駆け込み乗車はご遠慮ください
「くっだらねえ」
「あぁ?」
低い少年の声に返す少女の声も、また低い。
「何がくだらないって?」
「お前と一緒にいる時間」
「はぁ? 何それ、ムカツク」
そう言うと、少女はテーブルの上に置いてある、ストローの刺さった紙コップを手に取り、中のジュースをストローから啜った。中身はもう空になりかけているのか、コップの中から喧しい音が鳴った。
「そういう態度とか腹立つ」
少年はテーブルに肘をつき、頬杖をついて、冷めた目で少女を見た。
「それ、こっちのセリフなんですけど」
ジュースを諦めた少女が、大げさな音を立ててコップをテーブルに置いた。わかりやすい、怒りの表現だった。

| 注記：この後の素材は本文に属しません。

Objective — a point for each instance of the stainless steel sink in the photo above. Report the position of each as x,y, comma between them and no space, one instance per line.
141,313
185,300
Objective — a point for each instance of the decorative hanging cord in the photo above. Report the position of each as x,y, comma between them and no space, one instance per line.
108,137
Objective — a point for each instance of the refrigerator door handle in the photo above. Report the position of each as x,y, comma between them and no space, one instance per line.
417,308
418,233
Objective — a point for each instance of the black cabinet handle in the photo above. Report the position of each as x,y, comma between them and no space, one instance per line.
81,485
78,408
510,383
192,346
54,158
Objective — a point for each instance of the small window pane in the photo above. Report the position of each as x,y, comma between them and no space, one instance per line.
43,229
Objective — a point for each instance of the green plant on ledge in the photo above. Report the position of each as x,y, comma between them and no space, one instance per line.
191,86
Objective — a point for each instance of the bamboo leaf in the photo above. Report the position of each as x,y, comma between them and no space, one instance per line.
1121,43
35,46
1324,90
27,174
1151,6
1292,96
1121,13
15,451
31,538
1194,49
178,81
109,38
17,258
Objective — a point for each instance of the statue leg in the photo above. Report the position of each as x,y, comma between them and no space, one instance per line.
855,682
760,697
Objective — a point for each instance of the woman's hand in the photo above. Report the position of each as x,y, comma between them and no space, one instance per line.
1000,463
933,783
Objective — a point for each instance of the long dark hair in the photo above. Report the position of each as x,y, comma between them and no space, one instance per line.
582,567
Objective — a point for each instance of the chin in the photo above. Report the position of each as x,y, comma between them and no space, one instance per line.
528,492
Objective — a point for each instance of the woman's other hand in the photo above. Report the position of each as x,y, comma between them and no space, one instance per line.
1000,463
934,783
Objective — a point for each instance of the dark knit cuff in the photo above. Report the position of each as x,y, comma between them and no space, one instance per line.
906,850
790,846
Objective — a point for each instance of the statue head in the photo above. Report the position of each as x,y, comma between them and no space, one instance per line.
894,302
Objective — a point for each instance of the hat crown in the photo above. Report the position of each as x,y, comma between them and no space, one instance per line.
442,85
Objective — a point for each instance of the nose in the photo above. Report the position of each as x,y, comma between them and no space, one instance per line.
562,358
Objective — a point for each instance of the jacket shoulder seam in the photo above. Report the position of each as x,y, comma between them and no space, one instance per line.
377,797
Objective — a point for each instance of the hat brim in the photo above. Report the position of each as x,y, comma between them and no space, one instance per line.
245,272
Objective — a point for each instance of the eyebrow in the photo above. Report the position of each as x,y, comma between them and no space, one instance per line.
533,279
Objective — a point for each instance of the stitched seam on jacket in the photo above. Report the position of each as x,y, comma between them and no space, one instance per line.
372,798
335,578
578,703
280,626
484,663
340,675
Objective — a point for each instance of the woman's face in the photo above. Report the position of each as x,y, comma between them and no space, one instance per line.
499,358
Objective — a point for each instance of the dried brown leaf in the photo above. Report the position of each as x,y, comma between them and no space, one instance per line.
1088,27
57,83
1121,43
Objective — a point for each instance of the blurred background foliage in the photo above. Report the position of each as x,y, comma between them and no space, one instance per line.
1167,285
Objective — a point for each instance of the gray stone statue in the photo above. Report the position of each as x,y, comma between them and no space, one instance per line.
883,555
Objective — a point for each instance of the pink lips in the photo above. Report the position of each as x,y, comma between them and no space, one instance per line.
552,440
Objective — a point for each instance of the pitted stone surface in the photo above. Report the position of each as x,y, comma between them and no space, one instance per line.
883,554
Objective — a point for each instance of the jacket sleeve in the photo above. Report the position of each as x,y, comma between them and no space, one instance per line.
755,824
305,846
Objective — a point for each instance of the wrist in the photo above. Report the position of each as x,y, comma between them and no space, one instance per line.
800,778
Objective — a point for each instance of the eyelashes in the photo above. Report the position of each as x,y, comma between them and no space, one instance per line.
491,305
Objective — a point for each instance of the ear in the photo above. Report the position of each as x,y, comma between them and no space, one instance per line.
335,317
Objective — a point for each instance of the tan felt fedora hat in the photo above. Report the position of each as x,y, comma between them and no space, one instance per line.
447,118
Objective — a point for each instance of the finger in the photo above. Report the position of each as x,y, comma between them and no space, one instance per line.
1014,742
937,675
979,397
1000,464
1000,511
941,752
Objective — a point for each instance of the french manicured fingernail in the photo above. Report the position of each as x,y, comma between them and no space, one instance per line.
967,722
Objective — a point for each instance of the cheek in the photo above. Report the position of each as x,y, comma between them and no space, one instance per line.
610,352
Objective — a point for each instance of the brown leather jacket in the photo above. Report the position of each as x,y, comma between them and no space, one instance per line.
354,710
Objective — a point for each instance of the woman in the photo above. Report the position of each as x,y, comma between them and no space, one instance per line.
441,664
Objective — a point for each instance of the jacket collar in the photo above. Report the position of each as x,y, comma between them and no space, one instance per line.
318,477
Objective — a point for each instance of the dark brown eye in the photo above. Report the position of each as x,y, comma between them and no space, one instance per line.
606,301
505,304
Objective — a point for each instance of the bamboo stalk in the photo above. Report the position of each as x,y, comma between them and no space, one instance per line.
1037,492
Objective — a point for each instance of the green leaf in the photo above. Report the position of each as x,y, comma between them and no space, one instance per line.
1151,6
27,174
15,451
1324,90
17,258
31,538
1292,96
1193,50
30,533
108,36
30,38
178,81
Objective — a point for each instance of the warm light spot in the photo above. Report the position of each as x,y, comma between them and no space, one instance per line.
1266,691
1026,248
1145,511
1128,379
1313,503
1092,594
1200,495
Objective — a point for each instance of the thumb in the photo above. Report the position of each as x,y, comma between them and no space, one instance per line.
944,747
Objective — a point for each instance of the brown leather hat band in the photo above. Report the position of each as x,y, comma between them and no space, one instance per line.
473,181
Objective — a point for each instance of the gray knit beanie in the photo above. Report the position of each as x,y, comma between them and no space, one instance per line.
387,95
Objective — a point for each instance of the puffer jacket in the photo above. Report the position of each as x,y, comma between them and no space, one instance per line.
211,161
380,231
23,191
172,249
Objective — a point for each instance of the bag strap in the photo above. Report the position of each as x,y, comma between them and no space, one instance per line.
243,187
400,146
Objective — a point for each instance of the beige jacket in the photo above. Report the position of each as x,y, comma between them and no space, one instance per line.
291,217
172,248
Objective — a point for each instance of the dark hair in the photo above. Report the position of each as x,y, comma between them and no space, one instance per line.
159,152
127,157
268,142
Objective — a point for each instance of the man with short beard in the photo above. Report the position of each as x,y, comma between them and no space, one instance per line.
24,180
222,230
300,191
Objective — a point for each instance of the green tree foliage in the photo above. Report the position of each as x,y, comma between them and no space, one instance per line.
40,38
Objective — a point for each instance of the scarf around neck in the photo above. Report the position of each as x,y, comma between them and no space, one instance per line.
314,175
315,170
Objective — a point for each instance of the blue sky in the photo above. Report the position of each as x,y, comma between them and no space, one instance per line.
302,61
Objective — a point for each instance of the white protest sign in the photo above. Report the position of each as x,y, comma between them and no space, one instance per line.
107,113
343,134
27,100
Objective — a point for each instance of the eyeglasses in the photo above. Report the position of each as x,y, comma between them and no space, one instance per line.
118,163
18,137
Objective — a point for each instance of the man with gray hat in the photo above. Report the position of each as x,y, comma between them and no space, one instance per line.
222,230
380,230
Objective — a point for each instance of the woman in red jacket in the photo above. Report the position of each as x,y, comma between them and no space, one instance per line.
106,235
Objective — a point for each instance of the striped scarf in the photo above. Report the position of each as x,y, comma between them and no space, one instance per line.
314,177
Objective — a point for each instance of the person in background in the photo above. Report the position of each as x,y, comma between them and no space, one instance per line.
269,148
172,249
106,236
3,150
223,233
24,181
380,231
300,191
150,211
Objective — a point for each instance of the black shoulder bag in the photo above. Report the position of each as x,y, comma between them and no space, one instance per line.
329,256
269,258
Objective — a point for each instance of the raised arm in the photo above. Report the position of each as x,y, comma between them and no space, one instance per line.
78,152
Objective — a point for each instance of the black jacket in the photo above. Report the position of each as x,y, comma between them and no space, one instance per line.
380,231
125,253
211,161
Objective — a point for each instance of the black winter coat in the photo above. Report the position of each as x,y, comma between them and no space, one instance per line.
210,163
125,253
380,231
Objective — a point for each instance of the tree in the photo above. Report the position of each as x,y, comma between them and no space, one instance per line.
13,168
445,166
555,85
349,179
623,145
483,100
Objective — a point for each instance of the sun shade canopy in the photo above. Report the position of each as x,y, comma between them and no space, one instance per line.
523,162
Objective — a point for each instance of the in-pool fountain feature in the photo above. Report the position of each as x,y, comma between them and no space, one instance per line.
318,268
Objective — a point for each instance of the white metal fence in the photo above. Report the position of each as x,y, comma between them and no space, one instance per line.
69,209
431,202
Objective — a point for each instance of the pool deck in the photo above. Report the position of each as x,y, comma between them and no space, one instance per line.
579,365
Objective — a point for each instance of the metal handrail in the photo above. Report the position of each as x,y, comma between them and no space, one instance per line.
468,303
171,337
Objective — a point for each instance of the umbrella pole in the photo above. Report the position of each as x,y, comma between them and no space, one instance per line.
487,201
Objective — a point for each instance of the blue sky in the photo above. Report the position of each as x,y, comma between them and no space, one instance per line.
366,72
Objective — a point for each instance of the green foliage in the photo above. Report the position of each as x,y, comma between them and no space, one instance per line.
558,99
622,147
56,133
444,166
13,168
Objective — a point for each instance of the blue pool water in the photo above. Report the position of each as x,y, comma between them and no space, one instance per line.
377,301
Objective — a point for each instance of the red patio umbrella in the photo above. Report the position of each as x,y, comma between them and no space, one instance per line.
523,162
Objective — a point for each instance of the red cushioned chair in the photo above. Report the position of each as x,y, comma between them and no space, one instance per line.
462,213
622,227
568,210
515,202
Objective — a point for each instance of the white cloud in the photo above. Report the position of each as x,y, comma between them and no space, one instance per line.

「大体さ、あたしと出かける訳でしょ? 何そのクソダサい恰好」
「ああ? お前こそその恰好、前出かけた時と一緒じゃねえか」
「はぁ?! 全然違うし! あんたバカなんじゃないの?!」
「あぁ?! 誰がバカだ!」
騒がしいファーストフード店。何処かの高校生二人組が喧嘩したところで、それは店内のBGMの一部と化していた。周りは二人を気にすることなく、互いに会話をして、ハンバーガーを貪っている。
「……あー、つまんねえ」
「奇遇ですねえ、あたしもつまんない」
「帰るか」
「そうね」
二人は同時に席を立つ。テーブルの上の紙コップをそれぞれ持って、中の氷を捨てて、紙コップをゴミ箱に入れた。それから同時に店を出て、足を止める。
「……帰る」
「そうだな」
少女の言葉に頷いた少年。二人は同時に歩き出した。同じ、方向に。
「ついてこないでよ!」
「別について行きたいわけじゃねえし」
「他の道から帰ればいいじゃん!」
「何で俺が遠回りしないといけねぇんだよ! お前があっちから帰れよ!」
「はあ?! あんたのために遠回りしないといけないとか意味わかんない!!」
言い争いながら歩くと、速度が上がるもの。そして気づけば、二人は駅に向かって全力疾走していた。
「何ガチで走ってんの! 気持ち悪ッ!」
「お前こそスカートで走るとかだっせえ!」
「ダサいのはあんたの服と顔だけにしなさいよ!!」
「ハァ?! お前にだけは言われたくねぇよブス!」
「あぁっ?! あんた今なんて言った!!」
息を切らしながら、二人は叫びつつ走っていた。駅に近づくと、発車メロディーが鳴り響いていた。
「電車、出る!」
少年が走る。
「乗る!!」
少女が走る。
二人は隣り合った改札口を同時に潜り抜けて、ドアの閉まりかける電車に同時に駆け込んだ。外から、「駆け込み乗車はご遠慮くださーい」と気の抜けた駅員の声が聞こえた、気がした。
「……ッ、セーフ!!」
同時に、少年と少女は電車の中で言った。肩を上下させて荒く呼吸をする二人は、一つ大きく息を吐き出して、顔を合わせた。
「……ホント、ダサい顔」
「お前……、疲れてるとき相当ブスだな」
短い呼吸をしながら互いにいうと、二人は同じタイミングで吹き出して笑った。直後、一度電車が大きく揺れて、それから速度を上げて走り始めた。
「……あ」
窓の外を見た二人は、また息ピッタリに声を上げる。車窓から流れる光景が、二人の想定していたものと、逆だった。
「……電車、間違えた」
「ほんとだ」
「……あーあ、俺たちバカだなあ」
「ほんと。どっちか気づけばいいのに」
「仕方ないだろ。俺たち双子だし」
「それ、関係なくない?」
ぶっ、と少女が笑うと、少年も同じような笑い声を上げた。同じ顔が、同じように、笑っていた。